The Founder of Water for Schools, Australia
Keynote: Empowering Schools for Waste Free Safe Hydration during Climate Change: Water for Schools : A Practical Model
Time : 10:30 AM
Elizabeth Beaumont, a retired transplant nurse and wildlife advocate, is the Founder of Water for Schools. In 2015 she received a High Commendation from the Premier of Queensland for successfully campaigning an academic institution to ban the sale of water housed in polyethylene terephthalate. To date more than 80,000 bottles have been removed from circulation in favour of filtered water refill stations. Elizabeth has endorsed a children’s Book regarding the marine pollution. She actively volunteers for Surfrider Foundation, Clean Up Australia Day and has appeared on radio within her community and internationally to raise awareness about plastic pollution.
Empowering Schools for Waste Free Safe Hydration during Climate Change:
Water for Schools : A Practical Model
School Children in Australia face a very hot future. Temperatures are increasing and so does the incidents of hospital admissions and increased heat stress deaths.
“There is strong empirical evidence indicating that climate change poses significant immediate and long term risks to the health of Australians.” Deaths associated with heat stress are now higher than deaths associated with natural disasters. See figure 1
Source: p17,” Towards a national strategy on climate health and wellbeing for Australia discussion paper.”
The current paradigm with children attending schools in Australia is they have access to bubblers. Extreme climatic events pose challenges to each municipality and some schools are responsible for harvesting their own water. Hygiene issues will continue to escalate with up facing spigots prone to microbial growth and exposure to heat. Bottled water is for sale in most schools at an unregulated price and housed in Polyethylene terephthalate (PET) and purchased through the school canteen. This limits the dynamic physiological needs arising in children particularly in heat wave conditions.
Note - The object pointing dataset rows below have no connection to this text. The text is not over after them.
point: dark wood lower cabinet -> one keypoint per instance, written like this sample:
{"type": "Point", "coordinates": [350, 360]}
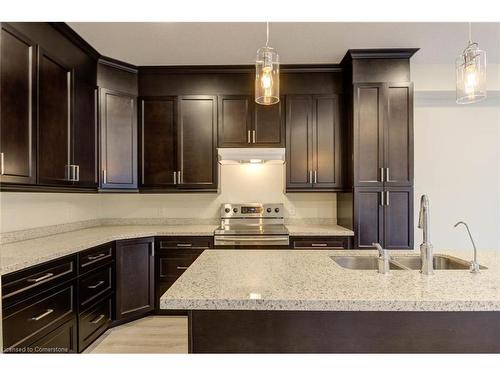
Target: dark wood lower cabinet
{"type": "Point", "coordinates": [134, 278]}
{"type": "Point", "coordinates": [218, 331]}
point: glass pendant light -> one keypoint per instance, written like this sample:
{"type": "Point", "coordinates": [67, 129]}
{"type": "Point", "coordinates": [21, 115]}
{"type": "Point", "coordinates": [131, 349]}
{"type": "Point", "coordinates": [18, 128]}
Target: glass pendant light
{"type": "Point", "coordinates": [471, 74]}
{"type": "Point", "coordinates": [267, 79]}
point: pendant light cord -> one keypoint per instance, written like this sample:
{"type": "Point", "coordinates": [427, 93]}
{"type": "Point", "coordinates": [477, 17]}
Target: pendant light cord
{"type": "Point", "coordinates": [267, 34]}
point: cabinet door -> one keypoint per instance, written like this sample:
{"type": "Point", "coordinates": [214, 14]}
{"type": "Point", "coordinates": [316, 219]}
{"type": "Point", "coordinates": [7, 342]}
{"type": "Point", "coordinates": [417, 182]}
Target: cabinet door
{"type": "Point", "coordinates": [84, 135]}
{"type": "Point", "coordinates": [269, 129]}
{"type": "Point", "coordinates": [299, 141]}
{"type": "Point", "coordinates": [326, 142]}
{"type": "Point", "coordinates": [197, 134]}
{"type": "Point", "coordinates": [118, 140]}
{"type": "Point", "coordinates": [54, 120]}
{"type": "Point", "coordinates": [369, 220]}
{"type": "Point", "coordinates": [158, 141]}
{"type": "Point", "coordinates": [398, 134]}
{"type": "Point", "coordinates": [134, 277]}
{"type": "Point", "coordinates": [398, 218]}
{"type": "Point", "coordinates": [369, 109]}
{"type": "Point", "coordinates": [17, 107]}
{"type": "Point", "coordinates": [235, 121]}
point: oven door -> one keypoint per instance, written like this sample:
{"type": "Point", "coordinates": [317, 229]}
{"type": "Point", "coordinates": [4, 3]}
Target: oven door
{"type": "Point", "coordinates": [256, 241]}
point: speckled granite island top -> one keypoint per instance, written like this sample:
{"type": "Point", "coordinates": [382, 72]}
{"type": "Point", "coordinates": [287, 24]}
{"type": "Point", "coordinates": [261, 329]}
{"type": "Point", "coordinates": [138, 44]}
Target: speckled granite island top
{"type": "Point", "coordinates": [18, 255]}
{"type": "Point", "coordinates": [309, 280]}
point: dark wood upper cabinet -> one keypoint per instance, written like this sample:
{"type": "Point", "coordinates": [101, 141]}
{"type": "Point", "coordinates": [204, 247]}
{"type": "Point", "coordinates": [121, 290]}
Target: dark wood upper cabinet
{"type": "Point", "coordinates": [243, 123]}
{"type": "Point", "coordinates": [118, 140]}
{"type": "Point", "coordinates": [369, 117]}
{"type": "Point", "coordinates": [158, 141]}
{"type": "Point", "coordinates": [84, 153]}
{"type": "Point", "coordinates": [314, 129]}
{"type": "Point", "coordinates": [134, 277]}
{"type": "Point", "coordinates": [383, 134]}
{"type": "Point", "coordinates": [18, 108]}
{"type": "Point", "coordinates": [235, 121]}
{"type": "Point", "coordinates": [269, 125]}
{"type": "Point", "coordinates": [55, 85]}
{"type": "Point", "coordinates": [197, 141]}
{"type": "Point", "coordinates": [299, 141]}
{"type": "Point", "coordinates": [398, 137]}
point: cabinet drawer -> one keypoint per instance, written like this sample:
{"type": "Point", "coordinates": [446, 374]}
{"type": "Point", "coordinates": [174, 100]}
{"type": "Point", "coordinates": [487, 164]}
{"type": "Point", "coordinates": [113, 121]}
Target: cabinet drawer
{"type": "Point", "coordinates": [38, 278]}
{"type": "Point", "coordinates": [173, 265]}
{"type": "Point", "coordinates": [327, 243]}
{"type": "Point", "coordinates": [95, 284]}
{"type": "Point", "coordinates": [26, 319]}
{"type": "Point", "coordinates": [186, 243]}
{"type": "Point", "coordinates": [95, 257]}
{"type": "Point", "coordinates": [93, 322]}
{"type": "Point", "coordinates": [61, 340]}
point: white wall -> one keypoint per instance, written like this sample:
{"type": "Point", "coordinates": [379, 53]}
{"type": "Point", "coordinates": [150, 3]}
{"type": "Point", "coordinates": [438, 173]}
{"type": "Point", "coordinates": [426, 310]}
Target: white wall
{"type": "Point", "coordinates": [457, 159]}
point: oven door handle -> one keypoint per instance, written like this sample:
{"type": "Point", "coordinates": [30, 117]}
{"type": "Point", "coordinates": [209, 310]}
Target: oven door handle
{"type": "Point", "coordinates": [253, 238]}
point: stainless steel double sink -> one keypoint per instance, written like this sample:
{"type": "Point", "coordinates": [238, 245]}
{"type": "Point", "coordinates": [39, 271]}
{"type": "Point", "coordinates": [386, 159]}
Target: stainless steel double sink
{"type": "Point", "coordinates": [402, 262]}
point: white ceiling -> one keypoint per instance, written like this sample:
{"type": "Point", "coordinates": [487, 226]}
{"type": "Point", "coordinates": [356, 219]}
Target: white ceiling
{"type": "Point", "coordinates": [198, 43]}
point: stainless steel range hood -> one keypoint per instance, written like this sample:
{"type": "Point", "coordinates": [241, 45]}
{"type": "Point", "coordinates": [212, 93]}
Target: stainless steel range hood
{"type": "Point", "coordinates": [251, 155]}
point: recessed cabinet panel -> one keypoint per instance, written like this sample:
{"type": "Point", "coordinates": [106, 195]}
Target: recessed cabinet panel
{"type": "Point", "coordinates": [399, 135]}
{"type": "Point", "coordinates": [299, 141]}
{"type": "Point", "coordinates": [197, 134]}
{"type": "Point", "coordinates": [235, 121]}
{"type": "Point", "coordinates": [327, 142]}
{"type": "Point", "coordinates": [369, 217]}
{"type": "Point", "coordinates": [118, 140]}
{"type": "Point", "coordinates": [159, 143]}
{"type": "Point", "coordinates": [368, 135]}
{"type": "Point", "coordinates": [268, 125]}
{"type": "Point", "coordinates": [54, 120]}
{"type": "Point", "coordinates": [398, 224]}
{"type": "Point", "coordinates": [18, 116]}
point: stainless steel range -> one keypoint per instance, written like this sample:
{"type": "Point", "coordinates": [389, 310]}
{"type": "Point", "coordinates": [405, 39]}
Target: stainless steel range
{"type": "Point", "coordinates": [251, 225]}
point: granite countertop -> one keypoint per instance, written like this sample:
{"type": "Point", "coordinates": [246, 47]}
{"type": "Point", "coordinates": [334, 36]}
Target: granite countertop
{"type": "Point", "coordinates": [310, 280]}
{"type": "Point", "coordinates": [18, 255]}
{"type": "Point", "coordinates": [15, 256]}
{"type": "Point", "coordinates": [318, 230]}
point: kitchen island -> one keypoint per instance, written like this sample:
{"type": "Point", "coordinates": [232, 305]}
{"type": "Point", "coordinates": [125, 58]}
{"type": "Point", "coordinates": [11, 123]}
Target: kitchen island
{"type": "Point", "coordinates": [302, 301]}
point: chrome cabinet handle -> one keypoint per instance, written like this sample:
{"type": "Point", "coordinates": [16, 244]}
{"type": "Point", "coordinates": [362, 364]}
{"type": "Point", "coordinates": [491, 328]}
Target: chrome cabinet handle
{"type": "Point", "coordinates": [96, 285]}
{"type": "Point", "coordinates": [43, 315]}
{"type": "Point", "coordinates": [2, 170]}
{"type": "Point", "coordinates": [94, 257]}
{"type": "Point", "coordinates": [97, 320]}
{"type": "Point", "coordinates": [41, 278]}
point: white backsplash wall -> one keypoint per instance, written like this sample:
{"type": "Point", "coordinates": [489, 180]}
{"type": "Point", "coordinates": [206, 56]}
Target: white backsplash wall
{"type": "Point", "coordinates": [32, 210]}
{"type": "Point", "coordinates": [238, 184]}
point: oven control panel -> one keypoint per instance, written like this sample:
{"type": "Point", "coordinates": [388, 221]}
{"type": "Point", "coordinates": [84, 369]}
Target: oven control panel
{"type": "Point", "coordinates": [272, 210]}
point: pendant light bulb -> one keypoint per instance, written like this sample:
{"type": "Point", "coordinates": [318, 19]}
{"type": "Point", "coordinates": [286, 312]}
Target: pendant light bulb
{"type": "Point", "coordinates": [267, 74]}
{"type": "Point", "coordinates": [471, 74]}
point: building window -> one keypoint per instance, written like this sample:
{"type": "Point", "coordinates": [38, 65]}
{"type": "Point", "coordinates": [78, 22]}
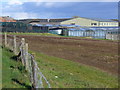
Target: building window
{"type": "Point", "coordinates": [93, 23]}
{"type": "Point", "coordinates": [72, 23]}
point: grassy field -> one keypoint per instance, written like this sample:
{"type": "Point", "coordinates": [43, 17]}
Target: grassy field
{"type": "Point", "coordinates": [13, 73]}
{"type": "Point", "coordinates": [63, 73]}
{"type": "Point", "coordinates": [49, 34]}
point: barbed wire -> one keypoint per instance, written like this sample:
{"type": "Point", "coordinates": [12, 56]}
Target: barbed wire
{"type": "Point", "coordinates": [35, 75]}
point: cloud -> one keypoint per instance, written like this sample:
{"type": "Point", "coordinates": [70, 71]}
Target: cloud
{"type": "Point", "coordinates": [15, 2]}
{"type": "Point", "coordinates": [21, 15]}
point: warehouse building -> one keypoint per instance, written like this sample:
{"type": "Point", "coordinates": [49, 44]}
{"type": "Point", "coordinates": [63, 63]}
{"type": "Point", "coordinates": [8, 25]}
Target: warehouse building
{"type": "Point", "coordinates": [7, 19]}
{"type": "Point", "coordinates": [91, 22]}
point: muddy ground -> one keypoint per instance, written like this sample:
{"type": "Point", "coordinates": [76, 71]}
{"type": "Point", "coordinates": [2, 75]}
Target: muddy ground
{"type": "Point", "coordinates": [102, 54]}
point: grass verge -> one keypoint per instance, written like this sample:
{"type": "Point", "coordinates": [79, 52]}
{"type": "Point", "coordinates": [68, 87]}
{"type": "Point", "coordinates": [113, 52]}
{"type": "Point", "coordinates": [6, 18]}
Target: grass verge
{"type": "Point", "coordinates": [13, 73]}
{"type": "Point", "coordinates": [63, 73]}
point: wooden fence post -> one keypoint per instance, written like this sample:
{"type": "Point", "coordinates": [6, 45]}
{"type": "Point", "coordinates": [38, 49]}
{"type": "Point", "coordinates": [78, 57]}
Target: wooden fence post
{"type": "Point", "coordinates": [26, 56]}
{"type": "Point", "coordinates": [34, 73]}
{"type": "Point", "coordinates": [14, 46]}
{"type": "Point", "coordinates": [5, 40]}
{"type": "Point", "coordinates": [22, 50]}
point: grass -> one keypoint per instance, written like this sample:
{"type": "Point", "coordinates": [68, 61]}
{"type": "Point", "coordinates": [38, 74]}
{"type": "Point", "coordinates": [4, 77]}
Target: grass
{"type": "Point", "coordinates": [49, 34]}
{"type": "Point", "coordinates": [13, 73]}
{"type": "Point", "coordinates": [63, 73]}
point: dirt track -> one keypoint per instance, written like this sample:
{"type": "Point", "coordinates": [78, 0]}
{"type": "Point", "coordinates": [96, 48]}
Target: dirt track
{"type": "Point", "coordinates": [102, 54]}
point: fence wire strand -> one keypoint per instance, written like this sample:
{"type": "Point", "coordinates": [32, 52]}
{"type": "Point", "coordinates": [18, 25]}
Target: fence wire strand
{"type": "Point", "coordinates": [35, 77]}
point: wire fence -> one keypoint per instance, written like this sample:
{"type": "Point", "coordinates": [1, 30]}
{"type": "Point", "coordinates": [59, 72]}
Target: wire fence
{"type": "Point", "coordinates": [20, 48]}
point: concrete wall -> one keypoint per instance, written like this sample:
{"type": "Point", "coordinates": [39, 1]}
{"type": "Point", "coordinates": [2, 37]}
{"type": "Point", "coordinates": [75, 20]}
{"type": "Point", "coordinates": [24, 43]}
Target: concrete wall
{"type": "Point", "coordinates": [112, 24]}
{"type": "Point", "coordinates": [113, 36]}
{"type": "Point", "coordinates": [80, 21]}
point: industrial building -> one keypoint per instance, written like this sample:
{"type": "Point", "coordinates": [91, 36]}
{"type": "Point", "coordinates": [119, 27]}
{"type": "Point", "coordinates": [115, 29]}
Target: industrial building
{"type": "Point", "coordinates": [91, 22]}
{"type": "Point", "coordinates": [7, 19]}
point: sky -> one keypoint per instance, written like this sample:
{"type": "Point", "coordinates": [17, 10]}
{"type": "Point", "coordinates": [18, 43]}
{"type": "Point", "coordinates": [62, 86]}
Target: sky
{"type": "Point", "coordinates": [24, 9]}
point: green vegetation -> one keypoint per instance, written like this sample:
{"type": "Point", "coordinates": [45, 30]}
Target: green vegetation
{"type": "Point", "coordinates": [13, 73]}
{"type": "Point", "coordinates": [63, 73]}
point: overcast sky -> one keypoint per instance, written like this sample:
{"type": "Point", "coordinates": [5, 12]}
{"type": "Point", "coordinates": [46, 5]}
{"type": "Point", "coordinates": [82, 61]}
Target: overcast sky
{"type": "Point", "coordinates": [20, 9]}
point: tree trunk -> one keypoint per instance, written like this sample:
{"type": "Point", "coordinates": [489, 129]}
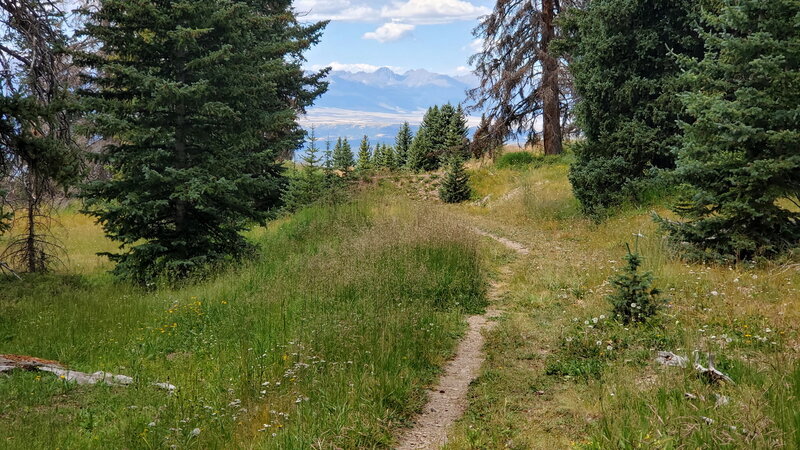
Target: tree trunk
{"type": "Point", "coordinates": [550, 98]}
{"type": "Point", "coordinates": [30, 244]}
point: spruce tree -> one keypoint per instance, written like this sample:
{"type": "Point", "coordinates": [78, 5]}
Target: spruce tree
{"type": "Point", "coordinates": [627, 79]}
{"type": "Point", "coordinates": [343, 159]}
{"type": "Point", "coordinates": [380, 156]}
{"type": "Point", "coordinates": [456, 141]}
{"type": "Point", "coordinates": [389, 157]}
{"type": "Point", "coordinates": [455, 185]}
{"type": "Point", "coordinates": [423, 153]}
{"type": "Point", "coordinates": [402, 144]}
{"type": "Point", "coordinates": [307, 186]}
{"type": "Point", "coordinates": [188, 90]}
{"type": "Point", "coordinates": [740, 160]}
{"type": "Point", "coordinates": [364, 162]}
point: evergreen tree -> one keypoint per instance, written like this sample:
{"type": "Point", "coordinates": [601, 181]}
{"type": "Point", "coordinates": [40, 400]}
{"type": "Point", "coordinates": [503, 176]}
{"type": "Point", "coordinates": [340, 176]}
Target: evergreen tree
{"type": "Point", "coordinates": [327, 157]}
{"type": "Point", "coordinates": [626, 77]}
{"type": "Point", "coordinates": [389, 158]}
{"type": "Point", "coordinates": [456, 141]}
{"type": "Point", "coordinates": [380, 156]}
{"type": "Point", "coordinates": [422, 155]}
{"type": "Point", "coordinates": [485, 141]}
{"type": "Point", "coordinates": [188, 89]}
{"type": "Point", "coordinates": [455, 185]}
{"type": "Point", "coordinates": [634, 299]}
{"type": "Point", "coordinates": [364, 162]}
{"type": "Point", "coordinates": [343, 159]}
{"type": "Point", "coordinates": [402, 144]}
{"type": "Point", "coordinates": [740, 159]}
{"type": "Point", "coordinates": [307, 186]}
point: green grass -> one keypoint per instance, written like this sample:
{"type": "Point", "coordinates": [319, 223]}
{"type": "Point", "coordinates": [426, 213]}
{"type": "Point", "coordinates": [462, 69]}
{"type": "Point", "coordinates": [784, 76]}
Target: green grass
{"type": "Point", "coordinates": [326, 340]}
{"type": "Point", "coordinates": [547, 383]}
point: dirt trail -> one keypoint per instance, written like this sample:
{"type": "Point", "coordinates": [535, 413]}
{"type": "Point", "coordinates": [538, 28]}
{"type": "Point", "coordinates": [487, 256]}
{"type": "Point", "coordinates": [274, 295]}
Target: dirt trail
{"type": "Point", "coordinates": [447, 402]}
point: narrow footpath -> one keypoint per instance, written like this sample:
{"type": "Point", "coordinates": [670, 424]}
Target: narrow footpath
{"type": "Point", "coordinates": [447, 402]}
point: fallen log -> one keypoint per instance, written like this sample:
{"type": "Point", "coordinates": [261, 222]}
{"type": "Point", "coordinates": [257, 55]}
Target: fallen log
{"type": "Point", "coordinates": [9, 363]}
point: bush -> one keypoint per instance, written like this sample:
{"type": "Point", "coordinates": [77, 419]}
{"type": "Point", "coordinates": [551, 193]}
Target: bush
{"type": "Point", "coordinates": [635, 300]}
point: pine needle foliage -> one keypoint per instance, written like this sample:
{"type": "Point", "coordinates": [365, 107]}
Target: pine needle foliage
{"type": "Point", "coordinates": [201, 99]}
{"type": "Point", "coordinates": [364, 162]}
{"type": "Point", "coordinates": [343, 159]}
{"type": "Point", "coordinates": [402, 144]}
{"type": "Point", "coordinates": [740, 160]}
{"type": "Point", "coordinates": [634, 299]}
{"type": "Point", "coordinates": [627, 79]}
{"type": "Point", "coordinates": [455, 185]}
{"type": "Point", "coordinates": [309, 185]}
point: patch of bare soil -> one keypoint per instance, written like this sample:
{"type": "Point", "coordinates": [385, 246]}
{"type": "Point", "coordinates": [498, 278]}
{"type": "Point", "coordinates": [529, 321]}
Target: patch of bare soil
{"type": "Point", "coordinates": [447, 402]}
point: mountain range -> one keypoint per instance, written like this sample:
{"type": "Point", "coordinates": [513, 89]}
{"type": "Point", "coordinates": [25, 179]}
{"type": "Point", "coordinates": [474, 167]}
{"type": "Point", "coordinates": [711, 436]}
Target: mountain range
{"type": "Point", "coordinates": [377, 103]}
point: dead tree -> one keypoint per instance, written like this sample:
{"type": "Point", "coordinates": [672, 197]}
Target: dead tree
{"type": "Point", "coordinates": [523, 80]}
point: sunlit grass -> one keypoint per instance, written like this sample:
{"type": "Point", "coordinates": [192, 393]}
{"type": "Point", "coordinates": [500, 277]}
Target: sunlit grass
{"type": "Point", "coordinates": [326, 339]}
{"type": "Point", "coordinates": [746, 316]}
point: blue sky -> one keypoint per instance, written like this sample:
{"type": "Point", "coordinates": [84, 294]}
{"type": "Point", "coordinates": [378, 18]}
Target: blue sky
{"type": "Point", "coordinates": [435, 35]}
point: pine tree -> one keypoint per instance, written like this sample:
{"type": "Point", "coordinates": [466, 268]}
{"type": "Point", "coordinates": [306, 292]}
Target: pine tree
{"type": "Point", "coordinates": [627, 79]}
{"type": "Point", "coordinates": [38, 155]}
{"type": "Point", "coordinates": [422, 155]}
{"type": "Point", "coordinates": [456, 141]}
{"type": "Point", "coordinates": [380, 156]}
{"type": "Point", "coordinates": [364, 163]}
{"type": "Point", "coordinates": [740, 160]}
{"type": "Point", "coordinates": [455, 185]}
{"type": "Point", "coordinates": [634, 299]}
{"type": "Point", "coordinates": [343, 159]}
{"type": "Point", "coordinates": [188, 90]}
{"type": "Point", "coordinates": [402, 144]}
{"type": "Point", "coordinates": [308, 186]}
{"type": "Point", "coordinates": [389, 158]}
{"type": "Point", "coordinates": [522, 77]}
{"type": "Point", "coordinates": [327, 157]}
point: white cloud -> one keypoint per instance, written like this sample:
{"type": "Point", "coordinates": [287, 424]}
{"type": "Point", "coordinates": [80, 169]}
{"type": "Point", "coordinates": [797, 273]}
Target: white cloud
{"type": "Point", "coordinates": [476, 45]}
{"type": "Point", "coordinates": [339, 10]}
{"type": "Point", "coordinates": [357, 67]}
{"type": "Point", "coordinates": [417, 12]}
{"type": "Point", "coordinates": [390, 32]}
{"type": "Point", "coordinates": [433, 11]}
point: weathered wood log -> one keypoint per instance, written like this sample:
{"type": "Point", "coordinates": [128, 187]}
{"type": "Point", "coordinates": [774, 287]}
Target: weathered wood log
{"type": "Point", "coordinates": [10, 363]}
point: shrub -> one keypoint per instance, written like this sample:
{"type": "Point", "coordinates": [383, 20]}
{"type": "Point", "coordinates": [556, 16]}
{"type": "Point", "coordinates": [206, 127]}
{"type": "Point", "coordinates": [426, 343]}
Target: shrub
{"type": "Point", "coordinates": [635, 300]}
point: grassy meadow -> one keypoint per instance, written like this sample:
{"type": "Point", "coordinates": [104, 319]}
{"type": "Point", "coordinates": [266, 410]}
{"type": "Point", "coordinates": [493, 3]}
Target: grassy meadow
{"type": "Point", "coordinates": [325, 340]}
{"type": "Point", "coordinates": [560, 373]}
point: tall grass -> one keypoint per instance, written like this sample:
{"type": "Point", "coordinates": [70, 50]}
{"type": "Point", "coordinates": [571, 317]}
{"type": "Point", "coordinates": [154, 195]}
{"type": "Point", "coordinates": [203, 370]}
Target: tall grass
{"type": "Point", "coordinates": [324, 340]}
{"type": "Point", "coordinates": [561, 373]}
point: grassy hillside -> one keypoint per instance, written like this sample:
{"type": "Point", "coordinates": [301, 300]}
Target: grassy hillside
{"type": "Point", "coordinates": [561, 373]}
{"type": "Point", "coordinates": [325, 339]}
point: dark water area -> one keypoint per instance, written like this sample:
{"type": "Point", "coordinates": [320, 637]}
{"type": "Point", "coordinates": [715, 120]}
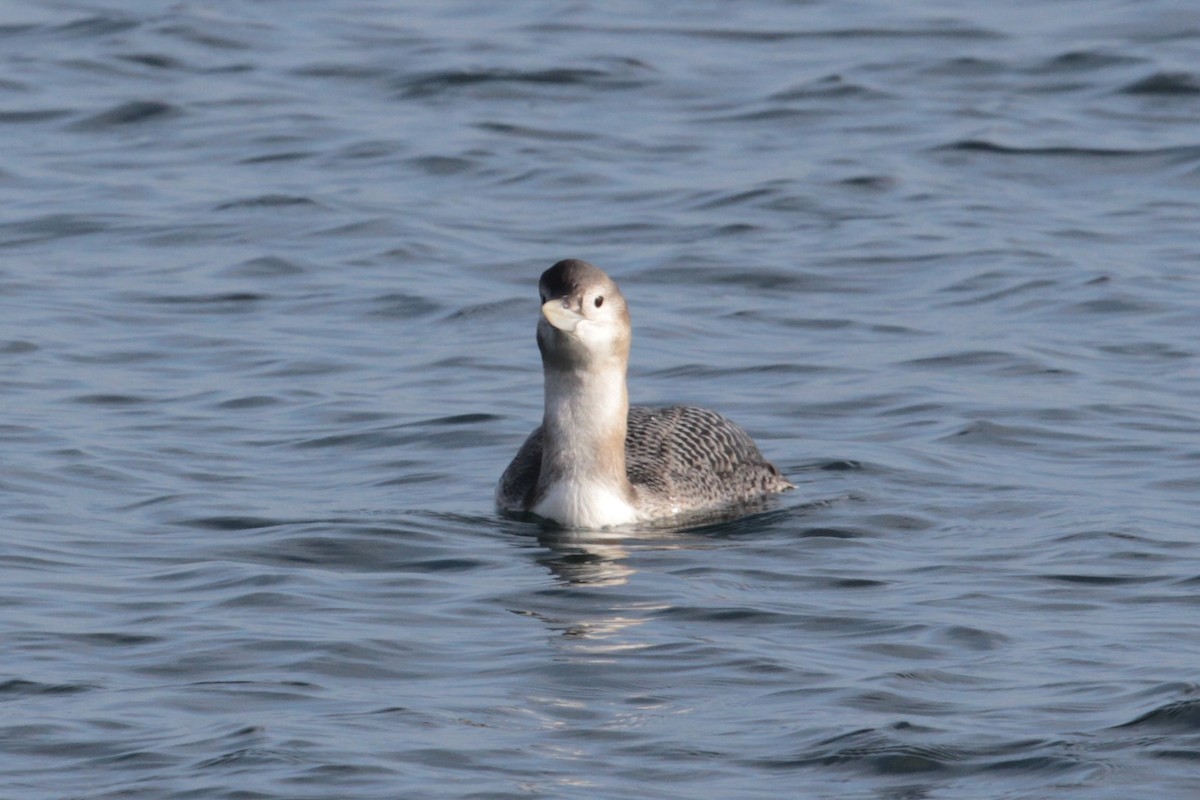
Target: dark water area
{"type": "Point", "coordinates": [268, 290]}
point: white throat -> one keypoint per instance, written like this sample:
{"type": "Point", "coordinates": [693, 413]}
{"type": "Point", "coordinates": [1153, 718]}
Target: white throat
{"type": "Point", "coordinates": [583, 481]}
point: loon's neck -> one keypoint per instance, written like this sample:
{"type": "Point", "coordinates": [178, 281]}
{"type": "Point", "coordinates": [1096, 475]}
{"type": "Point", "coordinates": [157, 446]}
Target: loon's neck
{"type": "Point", "coordinates": [583, 481]}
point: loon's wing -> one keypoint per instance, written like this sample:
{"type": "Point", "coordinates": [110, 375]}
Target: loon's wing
{"type": "Point", "coordinates": [695, 458]}
{"type": "Point", "coordinates": [515, 492]}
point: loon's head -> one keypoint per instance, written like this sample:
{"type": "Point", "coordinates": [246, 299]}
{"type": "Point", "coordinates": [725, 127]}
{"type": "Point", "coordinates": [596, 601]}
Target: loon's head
{"type": "Point", "coordinates": [585, 320]}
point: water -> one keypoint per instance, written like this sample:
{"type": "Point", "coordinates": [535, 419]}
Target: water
{"type": "Point", "coordinates": [268, 287]}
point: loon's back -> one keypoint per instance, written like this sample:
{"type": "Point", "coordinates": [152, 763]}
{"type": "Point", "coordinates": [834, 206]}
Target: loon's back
{"type": "Point", "coordinates": [678, 458]}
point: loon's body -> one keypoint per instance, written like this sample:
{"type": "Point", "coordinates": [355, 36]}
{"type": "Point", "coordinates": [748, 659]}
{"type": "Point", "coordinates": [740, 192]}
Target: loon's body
{"type": "Point", "coordinates": [595, 462]}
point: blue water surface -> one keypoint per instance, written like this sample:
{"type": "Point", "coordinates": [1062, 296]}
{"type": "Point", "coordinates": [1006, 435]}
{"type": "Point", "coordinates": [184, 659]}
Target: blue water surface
{"type": "Point", "coordinates": [268, 292]}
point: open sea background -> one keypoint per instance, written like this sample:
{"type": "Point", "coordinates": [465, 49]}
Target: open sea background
{"type": "Point", "coordinates": [268, 292]}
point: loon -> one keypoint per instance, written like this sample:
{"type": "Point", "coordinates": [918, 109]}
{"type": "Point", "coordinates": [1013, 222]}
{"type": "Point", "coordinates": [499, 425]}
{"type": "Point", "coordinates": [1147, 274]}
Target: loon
{"type": "Point", "coordinates": [595, 462]}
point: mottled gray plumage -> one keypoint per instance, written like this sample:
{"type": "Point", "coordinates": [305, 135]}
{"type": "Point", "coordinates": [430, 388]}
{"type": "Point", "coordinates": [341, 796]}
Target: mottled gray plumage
{"type": "Point", "coordinates": [574, 468]}
{"type": "Point", "coordinates": [678, 457]}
Identifying the Problems and Potential Solutions
Water for Schools proposes to introduce a small annual affordable levy to ensure that all school children have access to safe chilled, filtered water via the installation of a system that UV purifies and safe guards water against water borne diseases, example, hepatitis, salmonella, and E coli. “ Climate change is likely to affect several other important causes of gastroenteritis in similar ways as Salmonella. “ p. 24 Bambridge et al 2008. This is via the installation of a water filtration system that connects to the existing water supply of the school.
This increases the power of everyone to meet their dynamic needs for water.
Water for Schools works collaboratively with key stake holders and returns a portion of the levy back to Parents and Citizens associations to offset the loss of income. Water for Schools is consistent with Australian Federal Government policy.